Transcriptional Networks Regulating γδT Cell Identity
γδ T cell effector acquisition is regulated by a highly-integrated network of transcriptional regulators. The lineage-defining transcription factors (LDTFs), RORγt and T-bet, promote the effector fates of IL-17A vs. IFNγ producers in various lymphocyte lineages, respectively (95–97). Although these LDTFs are integral to programming γδ T cell effector function, many other signal-dependent and collaborating TFs play essential roles in establishing and maintaining γδ T cell identity downstream of TCR signaling and various environmental signaling cascades (Figure 2).
In order to better understand the effector diversification of γδ T cells from a global perspective, the Immgen consortium performed gene-expression profiling of isolated ex vivo γδ T cells subsets (55). Among these, distinct clusters of immature γδ T cells could be distinguished based on their transcriptomes, reflecting three unique effector programs: IL-17A producers (Vγ6+ and Vγ4+), IFNγ producers (Vγ1+, Vγ1+Vδ6.3+, Vγ7+), and DETCs (Vγ5+) (55). Importantly, key TFs are enriched in specific γδ effector subsets, such as Rorc, Maf, Sox13, and Sox4 for the IL-17A producers and Tcf7 (TCF-1), Lef1, Tbx21 (T-bet), and Eomes for the IFNγ producers (55). The dual action of many of these TFs in both promoting one effector fate, while repressing the alternative fate leads to a complex TF network in γδ T cells (Figure 2). Interestingly, TFs associated with type 17 programming in adaptive Th17 cells—namely, IRF4, BATF, and STAT3—are dispensable for Tγδ17 cells (64, 98–100).

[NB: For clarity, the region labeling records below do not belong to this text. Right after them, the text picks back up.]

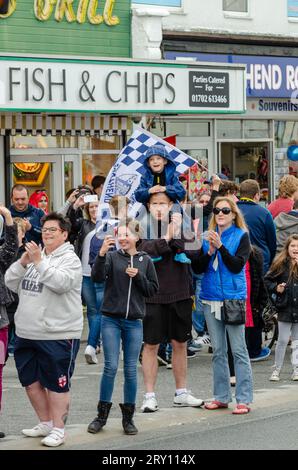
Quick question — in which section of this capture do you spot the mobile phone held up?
[84,194,98,204]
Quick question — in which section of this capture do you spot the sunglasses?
[212,207,232,215]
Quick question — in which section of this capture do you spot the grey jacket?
[5,242,83,341]
[0,225,19,329]
[274,211,298,253]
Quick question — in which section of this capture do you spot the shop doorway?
[176,137,214,200]
[219,142,271,203]
[11,151,82,211]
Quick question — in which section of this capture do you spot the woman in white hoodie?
[5,213,83,447]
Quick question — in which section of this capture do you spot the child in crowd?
[0,205,18,438]
[265,235,298,382]
[135,144,191,264]
[88,218,158,435]
[6,217,26,356]
[89,196,130,266]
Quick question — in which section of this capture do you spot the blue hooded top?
[135,145,186,204]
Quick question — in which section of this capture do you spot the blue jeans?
[99,315,143,404]
[204,305,253,404]
[82,276,104,348]
[192,274,206,334]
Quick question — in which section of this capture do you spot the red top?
[245,261,254,327]
[267,197,294,219]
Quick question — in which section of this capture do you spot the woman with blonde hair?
[265,234,298,382]
[268,175,298,219]
[200,197,253,414]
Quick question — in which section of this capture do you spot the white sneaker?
[22,423,52,437]
[141,396,158,413]
[41,429,65,447]
[195,334,211,346]
[174,390,204,407]
[269,369,280,382]
[85,344,98,364]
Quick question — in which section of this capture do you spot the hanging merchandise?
[287,145,298,162]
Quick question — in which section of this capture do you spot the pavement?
[0,318,298,451]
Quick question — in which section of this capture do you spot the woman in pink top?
[268,175,298,219]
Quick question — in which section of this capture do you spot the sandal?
[205,400,229,410]
[232,404,250,415]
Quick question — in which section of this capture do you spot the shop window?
[221,142,269,201]
[223,0,248,13]
[132,0,182,7]
[275,121,298,179]
[217,119,242,139]
[10,134,78,149]
[166,121,210,137]
[275,121,298,149]
[80,134,122,150]
[288,0,298,19]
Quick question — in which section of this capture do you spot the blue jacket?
[135,145,186,204]
[9,204,45,244]
[200,225,247,301]
[237,201,276,273]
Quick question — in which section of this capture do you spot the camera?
[76,184,93,199]
[84,194,98,203]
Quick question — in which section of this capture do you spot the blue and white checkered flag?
[99,127,196,218]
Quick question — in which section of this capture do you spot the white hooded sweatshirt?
[5,242,83,340]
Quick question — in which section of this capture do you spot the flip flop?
[205,400,229,410]
[232,405,250,415]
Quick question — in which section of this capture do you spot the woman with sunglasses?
[200,197,253,414]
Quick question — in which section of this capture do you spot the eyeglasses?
[41,227,63,233]
[212,207,232,215]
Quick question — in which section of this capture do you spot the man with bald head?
[10,184,44,244]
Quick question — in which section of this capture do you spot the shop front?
[0,55,245,209]
[0,0,131,209]
[165,52,298,202]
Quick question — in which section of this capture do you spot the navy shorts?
[14,336,80,393]
[143,299,193,344]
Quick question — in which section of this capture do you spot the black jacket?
[249,246,268,326]
[67,207,95,259]
[91,250,159,320]
[0,224,18,328]
[265,261,298,323]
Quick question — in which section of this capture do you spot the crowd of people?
[0,145,298,447]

TCR-Independent Transcriptional Regulators
Independent of conventional TCR signaling, innate-like γδ T cell effector programming is regulated by a quartet of HMG box TFs including Sox4, Sox13, TCF-1, and Lef1 (101). Among these, Sox13 and Sox4 are essential for the differentiation of Vγ4+ IL-17A-producing cells (101). This Vγ-specific requirement is intriguing as it implies that discrete regulators drive the specification of distinct subsets of Tγδ17 cells, although it remains possible that redundancy between Sox13 and Sox4 masks a global role for Sox TFs in γδ T cell type 17 programming. Within the Vγ4+ subset, Sox13 and Sox4 regulate key Tγδ17 program genes such as Rorc and Blk (23, 101), a tyrosine protein kinase that is selectively required for the development of Tγδ17 cells (102). While Sox proteins positively regulate type 17 fate, TCF-1 and Lef1 function to restrain Tγδ17 cell generation and gene expression (101). TCF-1 is targeted by multiple environmental signals; it is a Notch-induced TF that plays critical stage-specific roles in T cell differentiation (103, 104), and is also influenced by the Wnt signaling pathway through its β-catenin interaction domain, which is required to ensure DP thymocyte survival (104). In γδ T cells, TCF-1 promotes the expression of Lef1 and the IFNγ producing fate (101). Sox13 may also counteract the type 1 program through direct antagonism of TCF-1 via its β-catenin interaction domain (22), and indirectly via TCF-1 targets, as evidenced by Sox13 Tg mice expressing greatly diminished levels of Lef1 (101). The mutually opposing functions of Sox proteins and TCF-1/Lef1 in Tγδ1 and Tγδ17 differentiation likely reinforces and stabilizes effector fate. Together, TCR-independent HMG box TFs represent key interconnected nodes in the transcriptional network of γδ T cells.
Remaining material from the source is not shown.